Independent Economic Analysis of Florida’s Energy Bill Proves Legislation Will Create Jobs and Result in a Net Gain in Tax Revenue
Florida Department of Agriculture and Consumer Services Releases Report as Governor Scott Reviews HB 7117
Tallahassee, FL – The Florida Department of Agriculture and Consumer Services released today the “Impact of Proposed Energy Tax Legislation for Florida,” an independent economic analysis of Florida’s Energy Bill, HB 7117.
Based on a review of the legislative measures, particularly the Renewable Energy Technologies Sales Tax Exemption, the Renewable Energy Technologies Investment Corporate Income Tax Credit and the Renewable Energy Production Corporate Income Tax Credit, the analysis finds that the bill will generate $143.5 million in new tax revenue and create more than 3,000 jobs for Floridians.
“The combination of these incentives are projected to generate an annual average of $28.7 million in new tax revenue over the fiscal year 2012-2016 and support as many as 3,350 new jobs in all sectors of the Florida economy by 2017,” said John Urbanchuk, Technical Director – Environmental Economics of Cardno ENTRIX.
“Not only does increased investment in the form of new capital expenditures generate new economic activity, this investment increases the size, and presumably the quality, of the capital stock resulting in additional growth in real output in all sectors of the Florida economy.”

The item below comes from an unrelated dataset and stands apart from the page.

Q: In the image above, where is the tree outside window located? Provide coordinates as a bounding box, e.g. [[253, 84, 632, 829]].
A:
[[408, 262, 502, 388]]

The report’s findings also reveal the bill’s incentives will:
· Account for nearly $400 million of GDP for Florida by 2017
· Put an additional $874 million in the pockets of Floridians over the five-year implementation period
· Support as many as 3,850 jobs in all sectors of the Florida economy by 2017
· Generate an additional $28.7 million in new tax revenue annually for the Florida Treasury over the five-year implementation period. The revenues generated by the incentives are projected to break even and exceed the costs by FY 2013-14
HB 7117 was passed with overwhelming bipartisan support in the Florida Legislature. The bill is currently on the Governor’s desk for signature.